Palmensamen die zweite!

Weiter geht´s mit den Palmensamen. Die Samen habe ich jetzt 48h in 0,03% H2O2 eingeweicht. Sie haben sich schön vollgesaugt und sind auch fast alle zu Boden gesunken. Warum 48h? Ganz einfach: Ich konnte erst heute Abend meine nagelneue 30W Heizmatte abholen und wollte solange warten. “Wenn schon, denn schon.” Dachte ich mir. Weiter geht´s mit meinem Palmensamen Special.

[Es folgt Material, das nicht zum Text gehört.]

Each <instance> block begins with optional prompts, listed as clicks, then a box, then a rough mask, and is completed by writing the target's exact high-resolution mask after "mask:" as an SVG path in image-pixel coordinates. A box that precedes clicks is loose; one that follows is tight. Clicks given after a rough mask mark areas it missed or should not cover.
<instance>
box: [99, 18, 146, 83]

Kommen wir nun zur Versuchsanordnung.

Oben in der Mitte seht ihr eine große Salatschüssel mit destiliertem Wasser und einem Kokohum Block. Das Wasser habe ich auf ca. 30° erhitzt, damit der Aufquellvorgang des Kokohums nicht allzu lange dauert. Rechts davon sind die bekannten Samengläser mit der 0,03% H2O2 Lösung und jeweils 5 Samen von 10 verschiedenen Palmen. Unten links und rechts seht ihr Einweg-Handschuhe. Ich hatte bereits geschrieben, dass die Samen sehr sehr schnell schimmeln können, von daher erschien mit die Verwendung dieser Handschuhe nicht als Übertreibung. In der Mitte unten liegt ein ZIPPER Gefrierbeutel. Einfach in der Handhabung, schön dicht – aber leider auch etwas teurer.

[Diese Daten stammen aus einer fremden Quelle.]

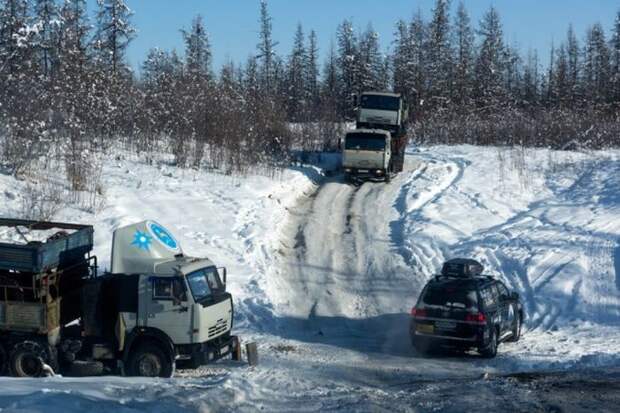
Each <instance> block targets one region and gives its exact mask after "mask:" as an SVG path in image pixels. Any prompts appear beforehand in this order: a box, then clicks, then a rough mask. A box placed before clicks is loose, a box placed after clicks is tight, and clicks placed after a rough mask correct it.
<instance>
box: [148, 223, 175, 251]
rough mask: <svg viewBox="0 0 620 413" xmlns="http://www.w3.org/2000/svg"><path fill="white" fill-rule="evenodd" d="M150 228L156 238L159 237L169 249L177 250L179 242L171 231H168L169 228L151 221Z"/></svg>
mask: <svg viewBox="0 0 620 413" xmlns="http://www.w3.org/2000/svg"><path fill="white" fill-rule="evenodd" d="M149 229H150V230H151V232H152V233H153V235H155V238H157V239H158V240H159V241H160V242H161V243H162V244H164V245H165V246H166V247H168V248H169V249H171V250H176V249H178V248H179V244H178V242H177V241H176V240H175V239H174V237H173V236H172V234H170V232H168V230H167V229H165V228H164V227H162V226H161V225H159V224H157V223H155V222H151V223H149Z"/></svg>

Frisches Perlite (Isoself) von Knauff. Bekommt ihr in jedem guten Baumarkt.

Der frische Kokohumblock im destilierten Wasser.

Die 10 Gläser mit den Palmensamen. Zur Erinnerung hier nochmals die Liste der Palmensorten:

  1. Licula Ramsayi
  2. Sabal Palmetto
  3. Geonoma Interrupta
  4. Wallichia Densiflora
  5. Roystonea Borinquena
  6. Crytostachys Renda (C. Lakka)
  7. Oncosperma Tigillarium
  8. Veitchia Merrillii
  9. unbekannte Sorte
  10. unbekannte Sorte

Das Kokohum nach ca. 15 Minuten und viel Rumspielerei. Natürlich mit Handschuhen. Wir wollen ja die Hygienekette nicht durchbrechen.

Das Kokohum nach noch mehr Spielerei.

Apropos Spielerei, da war doch was. Der Fernseher lief parallel.

Meanwhile: Kokohum vermischt mit Perlite.

Sabal Pimetto Samen
Mir derzeit leider noch unbekannte Samen. Riesengroß. Hatte leider bisher noch keine Zeit genauer zu forschen, um welche Palmenart es sich hier handelt.

Ich bin ja von Natur aus neugierig, also habe ich mich dazu entschieden, einige Samen nicht nur in Keimbeutel, sondern auch in diese praktischen Behälter zu legen. Dabei handelt es sich übrigens um Döschen für Toilettenpapier der Marke mit dem Bären. Die gab es mal vor Jahren im Supermarkt (mit Inhalt) als Sonderangebot. Selbstverständlich wurden sie nochmals desinfiziert, nachdem sie aus der Spühlmaschiene kamen!

Toilettenpapierdose mit Substrat. 50% Kokohum, 50% Perlite.

“Künstliche Befruchtung” war mein erster Gedanke, als ich dieses Bild machte.

Die Dosen sind leider nicht ganz dicht, weswegen ich mich dann doch noch dazu entschied, sie in einen ZIPPER Beutel zu packen. Im Grunde denke ich, dass das übertrieben ist – aber wir werden sehen!

Wie gesagt, einige Samen wanderten dann doch schlussendlich in einem amtlichen Keimbeutel. Das Substrat habe ich vorher mit den Händen solange gepresst, bis kein Wasser mehr runtergetropft ist. Die Keimbeutel sollen feucht sein, nicht naß.

So sieht jetzt das Endergebnis meiner Mühen aus. Deutschland hat 1:0 gewonnen und 10 Palmensamensorten haben ihr vorläufiges Zuhause in meiner Waschküche gefunden. Die Heizmatte erhitzt die Beutel und Dosen auf konstante 34°C.
Diese und weitere Bilder findet ihr in meinem Palmen Webalbum.

Die Beutel werden jetzt erstmal täglich kontrolliert. Vielleicht regt sich ja schon etwas. Falls das der Fall sein sollte, werde ich euch natürlich ASAP darüber in Kenntnis setzen. Ich hoffe, ich habe euch mit der Bilder-Geschichte nicht zuviel Zeit gestohlen und verbleibe mit den allerbesten Grüßen aus dem sonnigen Rheinland.